De projectgroep stelt voor de opzet van een concessie te kiezen omdat gemeenten het faciliteren van elektrisch rijders primair zien als een zaak van de markt. Alleen op die manier kan elektrisch rijden duurzaam uitgroeien tot een volwaardig alternatief, ter verbetering van luchtkwaliteit en klimaat. Gemeenten zullen willen bijdragen aan een opzet waarbij de markt zelf de elektrische rijder kan faciliteren in de openbare ruimte.

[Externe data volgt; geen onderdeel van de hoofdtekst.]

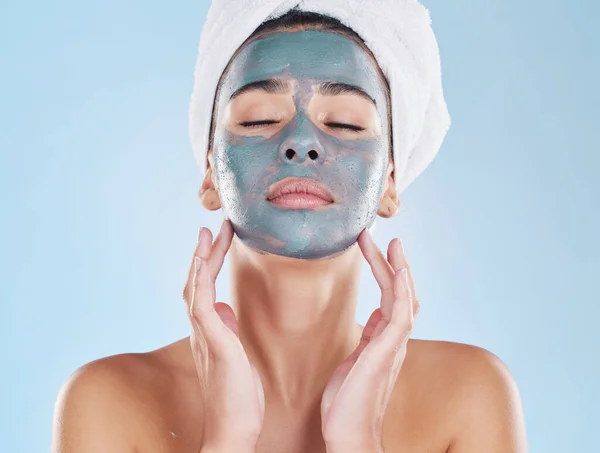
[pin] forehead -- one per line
(312, 55)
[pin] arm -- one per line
(489, 416)
(92, 413)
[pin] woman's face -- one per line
(305, 104)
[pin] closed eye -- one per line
(258, 123)
(345, 126)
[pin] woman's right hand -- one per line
(232, 390)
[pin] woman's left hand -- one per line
(355, 399)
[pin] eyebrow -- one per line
(335, 88)
(271, 86)
(278, 86)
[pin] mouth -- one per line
(299, 193)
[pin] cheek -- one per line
(242, 162)
(362, 166)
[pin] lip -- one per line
(303, 187)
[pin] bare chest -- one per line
(407, 428)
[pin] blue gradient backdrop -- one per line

3.2 Gunningsmodel Gunningscriterium is de laaddienstprijs voor de gebruiker in kWh. Afhankelijk van de financiering die door de gemeenten vooraf beschikbaar wordt gesteld, wordt de kWh prijs, ofwel laaddienstprijs bepaald. Hoe lager de prijs, hoe goedkoper de totale concessie en hoe goedkoper het laden voor gebruikers.Het concessiemodel houdt de mogelijkheid voor regionale of gemeentelijke verschillen in prijsbeleid. Twee pakketten De laaddienstprijs die marktpartijen bieden is (mede‐) afhankelijk van twee variabelen: de financiële steun die zij vanuit de gemeenten of regio’s ontvangen en de vrijheid die zij van gemeenten krijgen
6
over het type laadpunt dat zij mogen plaatsten in de gemeente. Op basis van deze twee variabelen zijn er twee pakketten voor gemeenten opgesteld waartussen zij kunnen kiezen.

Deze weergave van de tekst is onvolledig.